CHINA / National

Growth drives emissions higher
By Sun Xiaohua (China Daily)
Updated: 2006-08-15 06:29

Pollutant emissions have increased in the first half of the year, the country's top environmental watchdog warned yesterday.

A power plant on the outskirts of Zhangjiakou. More than 1,500 factories in southern China had been closed down in the past three years due to the pollution and environmental hazards they posed.[AFP/file]
A power plant on the outskirts of Zhangjiakou. More than 1,500 factories in southern China had been closed down in the past three years due to the pollution and environmental hazards they posed.[AFP/file]

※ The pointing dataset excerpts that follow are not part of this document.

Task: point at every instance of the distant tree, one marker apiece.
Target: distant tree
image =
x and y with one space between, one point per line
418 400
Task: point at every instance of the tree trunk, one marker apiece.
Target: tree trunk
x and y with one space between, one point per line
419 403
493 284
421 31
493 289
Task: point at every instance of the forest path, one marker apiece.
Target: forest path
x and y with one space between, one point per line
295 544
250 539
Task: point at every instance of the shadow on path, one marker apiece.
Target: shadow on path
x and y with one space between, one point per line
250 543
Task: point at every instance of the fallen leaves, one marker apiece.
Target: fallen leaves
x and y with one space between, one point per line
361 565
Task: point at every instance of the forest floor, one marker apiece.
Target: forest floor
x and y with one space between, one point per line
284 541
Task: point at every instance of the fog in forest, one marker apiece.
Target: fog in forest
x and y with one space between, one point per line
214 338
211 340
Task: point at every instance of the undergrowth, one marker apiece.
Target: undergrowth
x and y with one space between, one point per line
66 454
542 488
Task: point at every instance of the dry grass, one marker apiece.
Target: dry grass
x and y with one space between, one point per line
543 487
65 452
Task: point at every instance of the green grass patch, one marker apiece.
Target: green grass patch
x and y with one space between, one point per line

Discharges of COD (chemical oxygen demand) and SO2 (sulphur dioxide) increased by 4.2 per cent and 5.8 per cent respectively from the same period last year, said Zhou Shengxian, minister of the State Environmental Protection Administration (SEPA).

The official attributed the rise to rapid economic growth so far this year.

The data, released during a teleconference in Beijing, was based on monitoring of 17 provinces and municipalities. Nationwide statistics will be published after further checks.

In the first half year, investment in fixed assets developed so fast that pollution treatment supervisors were unable to keep pace, Zhou said.

Fixed asset investment expanded by nearly 30 per cent, reaching 4.2 trillion yuan (US$525 billion). About 100,000 projects were launched, including heavy polluters such as mining and auto manufacturing.

"What needs to be focused upon is that some local industries operate seriously counter to environmental requirements," Zhou said.

Ministry figures show that only 30-40 per cent of newly launched projects at county level have passed environmental impact assessment, according to Zhou.

Furthermore, construction of sulphur removal equipment lagged far behind development of high-energy consumption industries.

Of the coal-fired power plants with installed capacity of above 32 million kilowatts built in the past six months, half had no sulphur removal equipment when they started operations, Zhou said, without giving exact figures.

SEPA published environmental standards for construction and management of eco-industrial parks last week. As China's first green standard in this field, the move was expected to push the current development of industrial parks onto an environmentally friendly track. There are currently 18 such parks across the country.

Meanwhile the People's Daily yesterday reported that a new SEPA inspection will target environmental pollution treatment by industrial parks, where factories are concentrated and the possibility of pollution accidents are high.

Raising the green threshold of industrial parks is a step by the country to slow down fixed asset investment, the report said.